Different types of microphone perform the task differently, but the electrets microphones in most tablets and smartphones do it by measuring the change in the distance between 2 plates inside a tiny capsule. When the sound wave comes along, the pressure inside the capsule changes and the plates move. This works pretty well.
A Binghamton University team of researchers believe there might be a better way. A graduate student Jian Zhou and Ron Miles think that we could learn from how insects listen to build more sensitive microphones.
Better for eardrum
According to Miles “We use our eardrums that pick up the direction of sound based on pressure, but most insects actually hear with their hairs.” The hairs that spread across our bodies move with the sound wave traveling through the air.

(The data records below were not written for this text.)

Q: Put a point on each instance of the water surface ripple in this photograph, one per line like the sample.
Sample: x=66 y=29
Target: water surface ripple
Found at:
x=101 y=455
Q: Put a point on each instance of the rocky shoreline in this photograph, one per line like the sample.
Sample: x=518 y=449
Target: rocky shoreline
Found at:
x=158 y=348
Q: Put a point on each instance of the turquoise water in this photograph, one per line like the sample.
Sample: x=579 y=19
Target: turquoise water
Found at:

Miles and Zhou in a recently published study in the journal PNAS lay out a system that makes use of spider silk to do something similar. Miles said, “We coated spider silk with gold and put it in a magnetic field to obtain an electronic signal.”
Spider silk is thin that sound wave can make them move. The benefits of the extra fidelity is that it makes it more easy to filter out background noise, which is not only great for the microphones of mobile phones, but also hearing aid users and more.
Miles also said, “It’s actually a fairly simple way to make an extremely effective microphone that has better directional capabilities across a wide range of frequencies.”